You likely already know that the earlier you book your flight, the better deal you can get. But, just how early should you buy tickets? According to new research, you should book 57 days before departure for domestic flights and 171 days before international flights.

Aside from this rule of thumb, you should use fare-tracking apps and tools like Airfarewatchdog and Yapta. They allow you to set specific price limits and tell you when a flight falls into these zones.

5. Pack light.

Checked baggage fees add up. So, make it a priority to pack only carry-on luggage. Not only will this save you money, but it will save you rather a significant amount of time checking and picking up luggage before and after flights.

If you absolutely must check baggage, try using airlines that allow reward program members to check bags for free. This is a handy perk that you’ll want to utilize.

6. Use your own money.

Here’s a novel tip: Instead of expensing everything on business cards, use your own cash and cards, then obtain reimbursement after the trip.
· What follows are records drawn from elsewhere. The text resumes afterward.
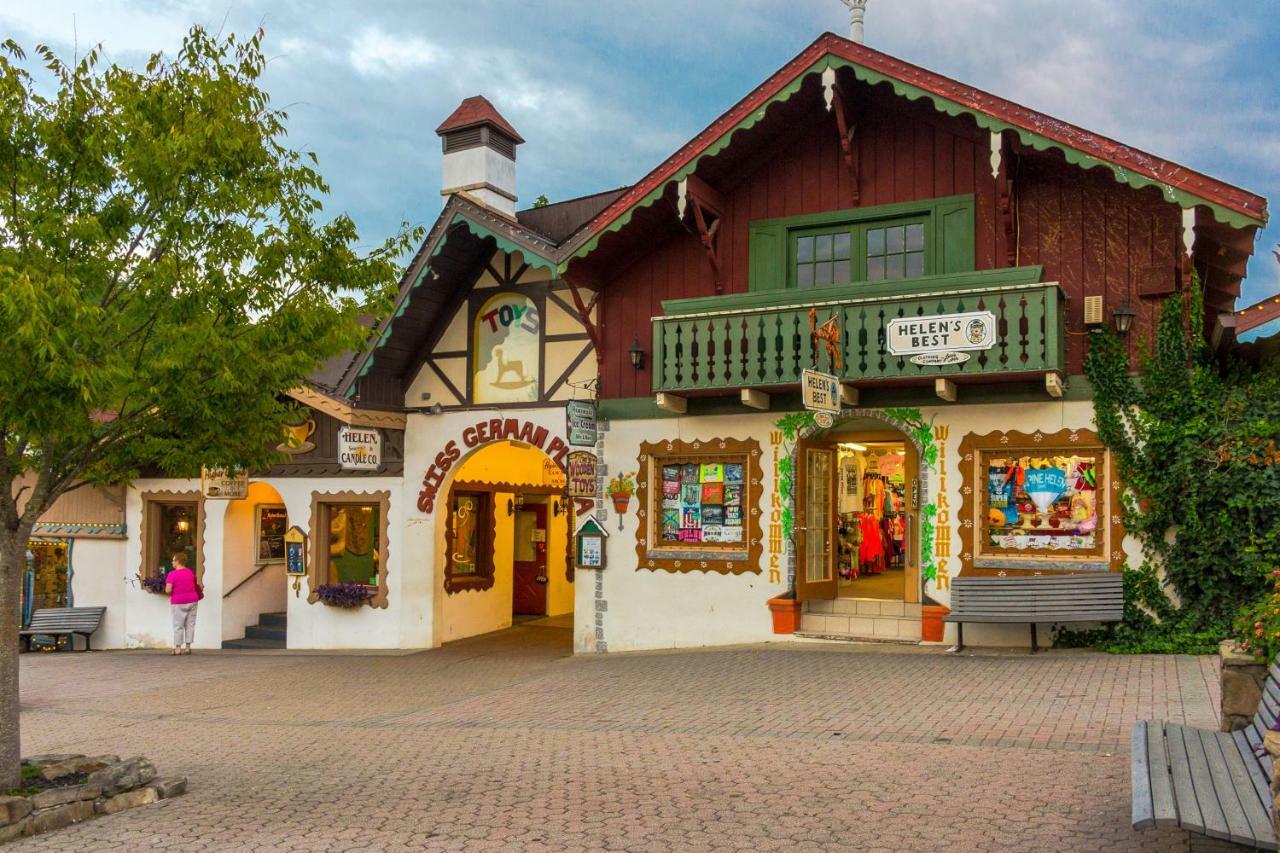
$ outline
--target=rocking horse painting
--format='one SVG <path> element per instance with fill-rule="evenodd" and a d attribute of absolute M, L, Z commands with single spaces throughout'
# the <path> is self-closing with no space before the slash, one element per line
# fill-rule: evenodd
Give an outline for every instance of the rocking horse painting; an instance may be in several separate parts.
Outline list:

When you see money come out of your own account, you’re much less likely to overspend or to purchase things that you don’t need. This little psychological hack will make you more aware of your spending habits.

7. Use a travel agent.

This may seem like archaic advice in 2016, but it often makes sense to use a travel agent. Many agencies have long-term relationships with hotels, airlines and travel services and will get you better deals than you can find anywhere online.
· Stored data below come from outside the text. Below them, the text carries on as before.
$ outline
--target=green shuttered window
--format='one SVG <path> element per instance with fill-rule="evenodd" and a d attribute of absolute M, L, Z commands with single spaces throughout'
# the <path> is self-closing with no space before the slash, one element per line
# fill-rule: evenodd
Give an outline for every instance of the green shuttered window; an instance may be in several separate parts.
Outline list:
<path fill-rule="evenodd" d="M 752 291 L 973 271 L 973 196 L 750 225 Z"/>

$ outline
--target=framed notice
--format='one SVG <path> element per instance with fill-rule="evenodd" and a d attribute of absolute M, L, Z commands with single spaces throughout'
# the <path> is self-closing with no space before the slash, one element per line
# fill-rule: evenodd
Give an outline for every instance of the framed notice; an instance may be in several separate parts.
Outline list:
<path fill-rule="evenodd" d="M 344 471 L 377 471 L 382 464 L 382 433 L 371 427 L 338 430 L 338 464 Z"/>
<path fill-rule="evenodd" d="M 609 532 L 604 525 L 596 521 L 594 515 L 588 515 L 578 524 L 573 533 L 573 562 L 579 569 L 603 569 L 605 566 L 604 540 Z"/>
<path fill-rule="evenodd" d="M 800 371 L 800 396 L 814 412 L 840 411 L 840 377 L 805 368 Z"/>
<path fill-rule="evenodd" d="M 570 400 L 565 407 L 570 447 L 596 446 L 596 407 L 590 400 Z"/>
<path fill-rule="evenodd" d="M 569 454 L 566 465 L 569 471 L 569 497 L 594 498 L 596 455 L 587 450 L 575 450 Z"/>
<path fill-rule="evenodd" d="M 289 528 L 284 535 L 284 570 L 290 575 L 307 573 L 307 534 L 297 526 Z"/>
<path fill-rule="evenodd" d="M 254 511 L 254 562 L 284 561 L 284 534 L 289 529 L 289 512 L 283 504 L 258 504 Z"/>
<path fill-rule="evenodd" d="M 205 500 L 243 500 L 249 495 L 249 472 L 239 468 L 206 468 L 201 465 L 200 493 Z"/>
While a travel agent will cost you some money, you have to remember that any money spent up-front will be validated in terms of savings on the backend. Very rarely will a travel agent not save you money.

How else can you cut travel expenses?

Every individual and business is unique. You may be able to save money where another startup can’t -- and vice versa. The important thing is that you identify areas where you can save, and focus on eliminating superfluous expenses that are weighing down your business.

Aside from the obvious benefit of saving money on a given funding round, instilling these positive habits in your leadership team and employees will have a positive long-term influence on the way that you approach all spending and budgeting procedures.

Related: Know How This Startup Is Curbing Travel Expenses By 45%

So, it’s time to ask yourself, “How can I cut travel expenses?”